LCS isn't Hunt-McIlroy... and might not be LCS either?

tef commented 1 year ago

From my barest understanding of the code[^3], the current algorithm tries to do the classical approach to computing a longest common subsequence:

Compute a N x M matrix of distances from (0,0) to (N,M), row by row.
Use this matrix to calculate the LCS by backtracking through the matrix.

Well, almost. The code in the original commit [^6] does it backwards then forwards:

It Computes a NxM matrix of distances from the end of the strings (n,m) to the beginning of the strings (0,0), row-by-row, looking ahead to see if the score below or to the left is bigger.
Read through the matrix from the start (0,0) to the end (n,m), picking the smaller value where possible.

Right now? Well, after [^2], the code doesn't seem to do that at all. The lines let i = new_len - i - 1; and let j = old_len - j - 1;got dropped.

This means:

The matrix is computed in the forwards direction, adding in the values for j+1 and i+1, which will always be zero, unless old[i] and new[j] match, in which case it will be 1.
The LCS is also computed in the forwards direction, which does check to see if the current strings match, but will always pick delete over insert, as the matrix above is mostly filled with zeros.

This will produce a result, but it won't always produce the correct result:

For example: If the two strings are entirely different, the code will seem to work: It will pick delete in the loop, and then realise it bailed out early, and add in the missing inserts.

The test case also produces the right answer, but also for the wrong reason.

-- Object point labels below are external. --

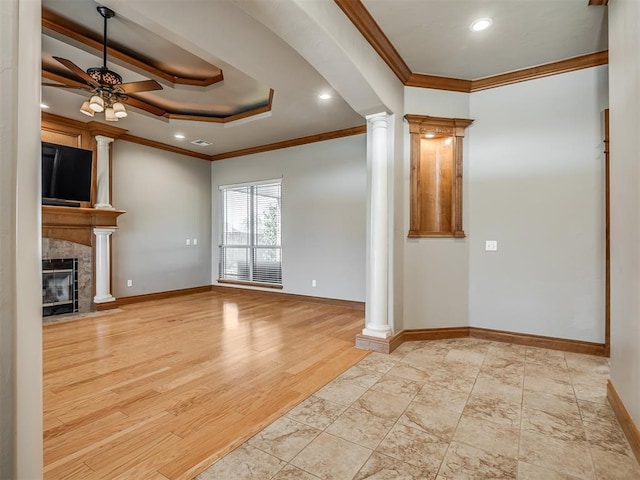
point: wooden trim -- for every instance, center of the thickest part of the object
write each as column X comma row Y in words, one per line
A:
column 434, row 333
column 78, row 33
column 624, row 418
column 371, row 31
column 147, row 297
column 291, row 296
column 380, row 345
column 163, row 146
column 607, row 240
column 555, row 68
column 439, row 83
column 320, row 137
column 566, row 345
column 251, row 284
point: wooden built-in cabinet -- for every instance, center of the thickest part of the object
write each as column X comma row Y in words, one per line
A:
column 436, row 176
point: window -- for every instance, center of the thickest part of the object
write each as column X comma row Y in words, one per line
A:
column 250, row 248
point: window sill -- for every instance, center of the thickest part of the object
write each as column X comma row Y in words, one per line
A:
column 251, row 284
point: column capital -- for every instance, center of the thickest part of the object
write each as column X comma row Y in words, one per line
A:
column 104, row 230
column 104, row 140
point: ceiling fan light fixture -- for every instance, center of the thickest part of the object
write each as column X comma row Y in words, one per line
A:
column 86, row 109
column 118, row 110
column 109, row 115
column 96, row 104
column 480, row 24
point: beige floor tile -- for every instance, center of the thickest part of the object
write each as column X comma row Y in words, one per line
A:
column 293, row 473
column 284, row 438
column 493, row 409
column 464, row 462
column 440, row 397
column 331, row 458
column 597, row 413
column 550, row 403
column 563, row 427
column 399, row 386
column 381, row 467
column 383, row 405
column 526, row 471
column 316, row 412
column 244, row 463
column 608, row 438
column 492, row 387
column 378, row 362
column 415, row 447
column 435, row 421
column 360, row 376
column 411, row 372
column 571, row 458
column 359, row 426
column 488, row 436
column 341, row 391
column 613, row 466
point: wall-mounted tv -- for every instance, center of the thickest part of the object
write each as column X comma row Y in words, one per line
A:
column 66, row 175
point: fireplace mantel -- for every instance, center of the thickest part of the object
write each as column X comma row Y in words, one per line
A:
column 76, row 224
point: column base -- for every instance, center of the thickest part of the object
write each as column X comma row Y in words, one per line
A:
column 104, row 299
column 383, row 332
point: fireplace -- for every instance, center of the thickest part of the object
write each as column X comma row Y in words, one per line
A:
column 59, row 286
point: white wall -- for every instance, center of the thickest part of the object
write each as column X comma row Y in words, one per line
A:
column 435, row 269
column 624, row 78
column 20, row 269
column 168, row 200
column 323, row 213
column 536, row 173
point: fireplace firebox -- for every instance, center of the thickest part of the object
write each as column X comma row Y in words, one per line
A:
column 59, row 286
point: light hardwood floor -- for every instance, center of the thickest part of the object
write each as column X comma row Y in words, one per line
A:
column 162, row 389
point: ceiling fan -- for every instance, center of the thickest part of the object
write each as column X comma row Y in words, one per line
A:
column 108, row 92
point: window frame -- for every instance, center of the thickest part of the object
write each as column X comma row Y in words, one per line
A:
column 252, row 246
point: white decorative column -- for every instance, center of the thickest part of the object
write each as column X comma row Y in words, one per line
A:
column 102, row 173
column 103, row 267
column 377, row 322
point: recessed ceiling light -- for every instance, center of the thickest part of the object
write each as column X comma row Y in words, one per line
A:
column 481, row 24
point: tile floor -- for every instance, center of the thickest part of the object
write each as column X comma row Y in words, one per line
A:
column 447, row 409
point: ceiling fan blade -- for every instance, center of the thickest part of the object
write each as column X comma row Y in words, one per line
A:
column 143, row 86
column 58, row 85
column 134, row 102
column 78, row 71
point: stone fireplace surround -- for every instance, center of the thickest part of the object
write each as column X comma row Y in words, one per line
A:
column 69, row 232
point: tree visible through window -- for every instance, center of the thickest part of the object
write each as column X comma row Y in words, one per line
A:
column 250, row 248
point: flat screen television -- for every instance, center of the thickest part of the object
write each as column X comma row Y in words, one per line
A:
column 66, row 175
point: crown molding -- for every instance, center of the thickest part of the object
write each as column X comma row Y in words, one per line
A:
column 320, row 137
column 548, row 69
column 367, row 26
column 371, row 31
column 78, row 33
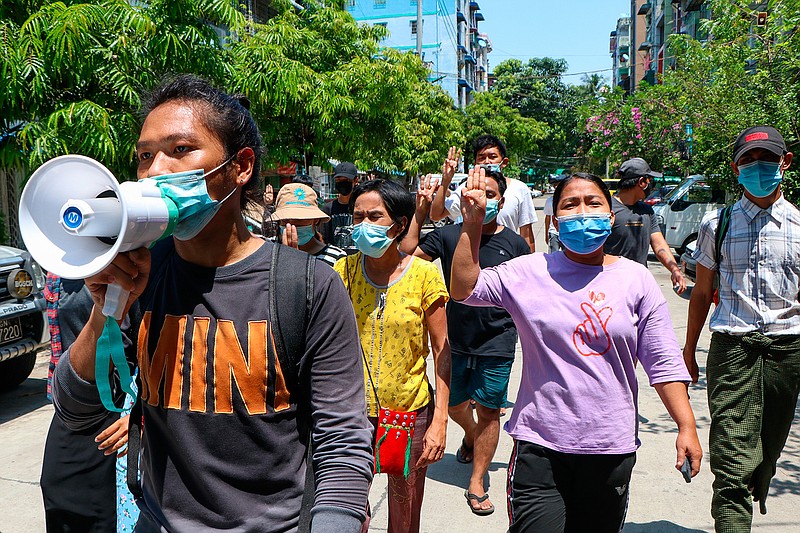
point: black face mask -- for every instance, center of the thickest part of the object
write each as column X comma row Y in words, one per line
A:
column 344, row 187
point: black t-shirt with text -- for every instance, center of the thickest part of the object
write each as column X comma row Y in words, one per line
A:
column 483, row 331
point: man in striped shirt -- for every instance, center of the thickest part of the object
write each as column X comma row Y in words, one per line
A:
column 753, row 366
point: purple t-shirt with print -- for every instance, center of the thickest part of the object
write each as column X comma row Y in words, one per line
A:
column 582, row 329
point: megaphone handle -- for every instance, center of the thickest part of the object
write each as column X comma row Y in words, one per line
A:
column 116, row 298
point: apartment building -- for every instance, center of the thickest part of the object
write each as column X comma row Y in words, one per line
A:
column 652, row 22
column 453, row 48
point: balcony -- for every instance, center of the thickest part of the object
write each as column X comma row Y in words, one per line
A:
column 693, row 5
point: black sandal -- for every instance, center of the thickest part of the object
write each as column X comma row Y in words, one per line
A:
column 480, row 499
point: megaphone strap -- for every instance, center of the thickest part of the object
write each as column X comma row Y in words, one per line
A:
column 110, row 349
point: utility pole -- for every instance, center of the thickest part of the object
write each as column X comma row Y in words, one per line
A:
column 419, row 29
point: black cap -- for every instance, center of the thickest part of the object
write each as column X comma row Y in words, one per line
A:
column 636, row 168
column 765, row 137
column 346, row 170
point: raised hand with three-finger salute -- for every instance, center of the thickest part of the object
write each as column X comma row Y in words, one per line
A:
column 473, row 199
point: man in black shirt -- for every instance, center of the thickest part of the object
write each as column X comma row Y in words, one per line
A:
column 482, row 339
column 339, row 230
column 635, row 230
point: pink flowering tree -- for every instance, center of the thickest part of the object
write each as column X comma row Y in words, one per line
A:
column 646, row 125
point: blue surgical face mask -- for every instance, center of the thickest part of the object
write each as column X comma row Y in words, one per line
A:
column 304, row 234
column 760, row 178
column 371, row 239
column 492, row 208
column 188, row 192
column 584, row 233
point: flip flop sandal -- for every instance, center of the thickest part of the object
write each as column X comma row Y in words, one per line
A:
column 480, row 499
column 460, row 453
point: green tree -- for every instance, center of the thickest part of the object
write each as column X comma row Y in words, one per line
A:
column 489, row 114
column 322, row 88
column 75, row 72
column 743, row 75
column 537, row 90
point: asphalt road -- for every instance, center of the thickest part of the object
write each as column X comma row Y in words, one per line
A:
column 660, row 500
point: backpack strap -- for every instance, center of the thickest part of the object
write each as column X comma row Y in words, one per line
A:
column 723, row 224
column 287, row 289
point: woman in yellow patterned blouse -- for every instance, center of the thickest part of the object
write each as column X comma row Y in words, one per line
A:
column 399, row 301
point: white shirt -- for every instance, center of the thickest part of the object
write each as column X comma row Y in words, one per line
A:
column 517, row 211
column 759, row 271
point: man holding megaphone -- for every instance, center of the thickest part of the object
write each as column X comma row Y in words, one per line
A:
column 230, row 395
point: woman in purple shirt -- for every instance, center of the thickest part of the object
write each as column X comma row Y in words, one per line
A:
column 596, row 316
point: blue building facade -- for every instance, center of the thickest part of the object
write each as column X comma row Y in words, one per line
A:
column 452, row 47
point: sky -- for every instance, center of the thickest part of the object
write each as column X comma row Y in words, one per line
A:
column 575, row 30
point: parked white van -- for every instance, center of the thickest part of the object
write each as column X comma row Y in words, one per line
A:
column 682, row 210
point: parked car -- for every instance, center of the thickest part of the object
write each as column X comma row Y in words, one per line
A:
column 23, row 320
column 657, row 196
column 683, row 208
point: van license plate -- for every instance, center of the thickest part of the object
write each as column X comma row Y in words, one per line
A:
column 10, row 330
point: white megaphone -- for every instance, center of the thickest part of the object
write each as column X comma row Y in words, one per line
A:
column 75, row 218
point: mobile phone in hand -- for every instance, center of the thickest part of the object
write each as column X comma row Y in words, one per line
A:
column 686, row 470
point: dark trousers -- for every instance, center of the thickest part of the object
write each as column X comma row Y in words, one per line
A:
column 78, row 482
column 753, row 384
column 406, row 494
column 554, row 492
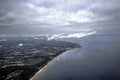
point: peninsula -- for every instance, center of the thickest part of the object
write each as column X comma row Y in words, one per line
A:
column 22, row 57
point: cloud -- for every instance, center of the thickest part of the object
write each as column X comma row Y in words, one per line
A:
column 58, row 15
column 73, row 35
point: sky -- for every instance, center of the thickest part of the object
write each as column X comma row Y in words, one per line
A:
column 58, row 16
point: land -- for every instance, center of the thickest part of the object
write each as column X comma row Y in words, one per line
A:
column 22, row 57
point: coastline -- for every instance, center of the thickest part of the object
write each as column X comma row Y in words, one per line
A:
column 44, row 65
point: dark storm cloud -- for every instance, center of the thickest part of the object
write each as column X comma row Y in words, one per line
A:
column 47, row 16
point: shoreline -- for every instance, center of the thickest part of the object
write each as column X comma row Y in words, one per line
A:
column 44, row 65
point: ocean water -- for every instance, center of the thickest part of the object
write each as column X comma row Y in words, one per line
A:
column 97, row 59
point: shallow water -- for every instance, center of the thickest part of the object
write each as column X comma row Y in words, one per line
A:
column 97, row 59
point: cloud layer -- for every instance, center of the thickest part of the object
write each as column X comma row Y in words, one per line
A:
column 73, row 35
column 47, row 16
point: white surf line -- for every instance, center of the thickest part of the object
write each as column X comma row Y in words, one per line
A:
column 36, row 74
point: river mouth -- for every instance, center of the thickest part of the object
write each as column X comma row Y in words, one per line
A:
column 97, row 59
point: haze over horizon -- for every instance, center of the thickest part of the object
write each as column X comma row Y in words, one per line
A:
column 58, row 16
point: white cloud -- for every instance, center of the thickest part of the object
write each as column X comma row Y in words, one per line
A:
column 74, row 35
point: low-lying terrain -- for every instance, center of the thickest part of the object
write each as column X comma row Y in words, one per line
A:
column 22, row 57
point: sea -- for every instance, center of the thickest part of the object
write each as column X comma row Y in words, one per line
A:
column 98, row 58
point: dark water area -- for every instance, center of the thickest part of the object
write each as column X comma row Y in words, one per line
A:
column 97, row 59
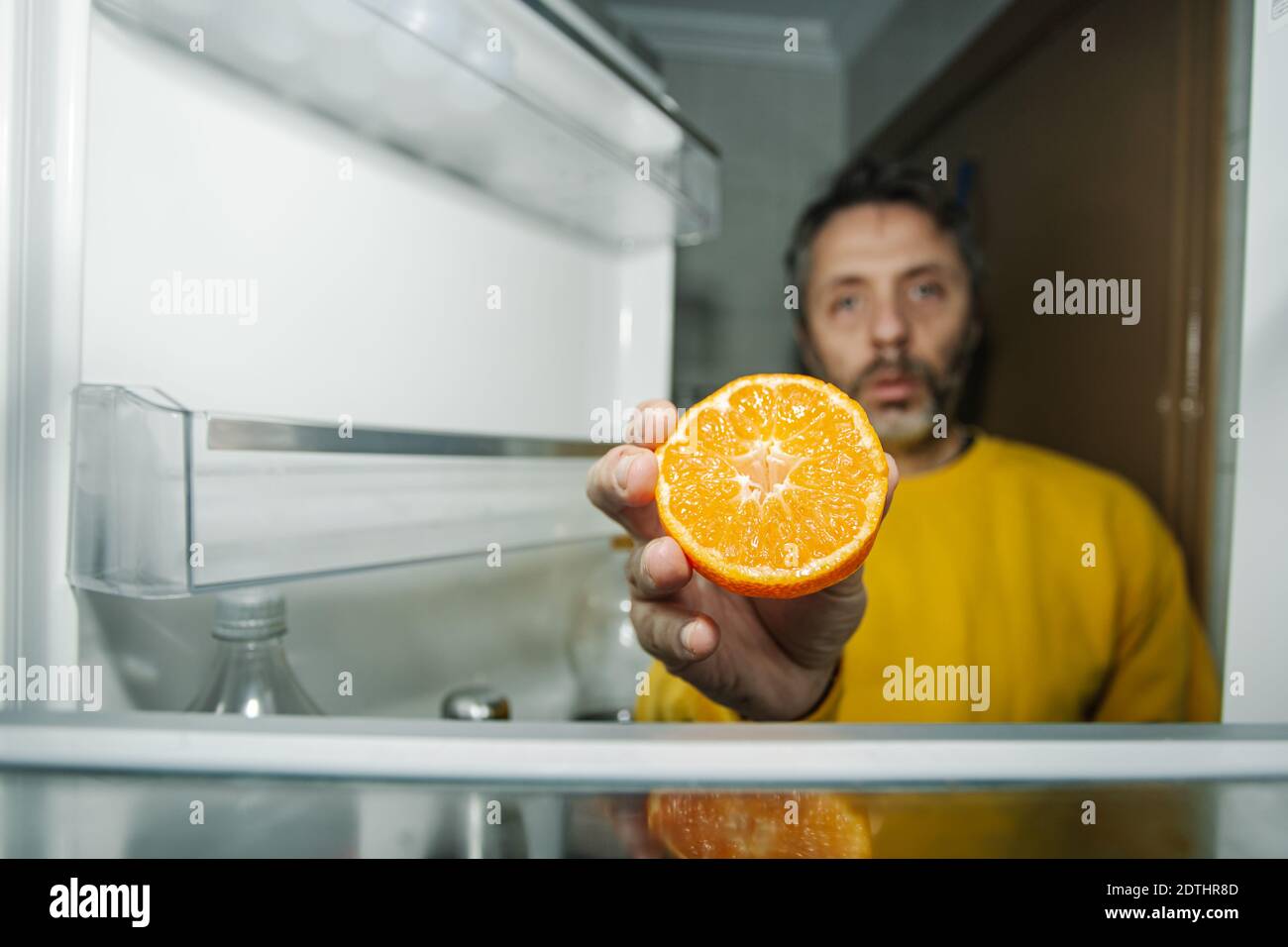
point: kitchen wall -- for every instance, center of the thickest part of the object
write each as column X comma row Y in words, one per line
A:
column 1258, row 596
column 913, row 46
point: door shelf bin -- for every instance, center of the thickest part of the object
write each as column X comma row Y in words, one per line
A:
column 168, row 501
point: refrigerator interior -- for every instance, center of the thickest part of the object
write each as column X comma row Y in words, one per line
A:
column 361, row 296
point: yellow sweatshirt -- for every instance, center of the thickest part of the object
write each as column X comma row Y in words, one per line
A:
column 1012, row 585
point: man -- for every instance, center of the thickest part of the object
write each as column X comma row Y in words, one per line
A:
column 1008, row 582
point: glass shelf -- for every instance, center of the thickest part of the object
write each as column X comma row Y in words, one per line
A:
column 494, row 91
column 167, row 501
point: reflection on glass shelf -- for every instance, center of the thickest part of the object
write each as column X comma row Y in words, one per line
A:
column 487, row 90
column 46, row 813
column 167, row 501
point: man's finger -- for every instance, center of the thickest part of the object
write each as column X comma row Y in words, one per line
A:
column 621, row 484
column 893, row 480
column 674, row 634
column 658, row 569
column 651, row 423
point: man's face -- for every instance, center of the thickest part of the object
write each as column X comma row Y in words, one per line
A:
column 888, row 316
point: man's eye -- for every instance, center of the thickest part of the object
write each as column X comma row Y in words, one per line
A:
column 926, row 290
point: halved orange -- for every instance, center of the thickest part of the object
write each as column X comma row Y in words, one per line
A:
column 773, row 486
column 760, row 825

    let a: &[usize] = &[0, 1, 3, 4, 5];
    let b: &[usize] = &[0, 1, 4, 5, 8, 9];

This seems to work because:

0,1 are removed as a common prefix.
The code defaults to deleting, and drops 3, and will now compare 4,5 vs 4,5,8,9.
The code does not check the matrix for if i+1 and j+1 is a smaller value, it checks the string directly, so 4,5 are processed
The loop exits, and 8,9 is added as an insert.

I haven't directly tested it but I would assume that swapping the arguments 0,1,4,5,8,9 and 0,1,3,4,5 around produces the wrong output.

0,1 are removed as a common prefix
The code defaults to deleting, and instead of inserting '3', it will delete '4,5,8,9'
The loop exits and '3,4,5' will be inserted.

The other problem I think I've seen is that the LCS algorithm[^3] opens up with "Hunt–McIlroy / Hunt–Szymanski LCS diff algorithm." but it doesn't really look like the hunt/mcilroy/syzmanski LCS algorithm.

As mentioned above, the code takes the classical solution—building a matrix, backtracking—to find an LCS. The thing is, hunt/mcilroy[^4] and hunt/szymanski[^5] do not use a matrix of values.

Instead, both algorithms do the following:

They preprocess one of the files to produce a histogram/inverted index MATCHLIST
For each line in file A, they consider every match in file B (using the histogram), as a potential entry in the LCS.
They use a patience-sort alike approach to fill out a THRESH array of k-candidates (A k-candidate is a position (i,j) where A[i] = B[j] that could be the k'th element in a Longest common sequence)
The algorithm uses binary search to work out which THRESH array entry to overwrite, keeping another array of backpointers.

Aside: The only difference between Hunt/Syzmanski and Hunt/McIlroy is that H/S considers the matches in MATCHLIST in descending order (which has simpler code), and Hunt/McIlroy considers the matches in ascending order (which has trickier but faster code). The Kuo/Cross algorithm[^6] explains it better than either original paper.

It's not much of a bug, by comparison, but it's what lead me to reading the source code in the first place, so I thought i'd mention it too.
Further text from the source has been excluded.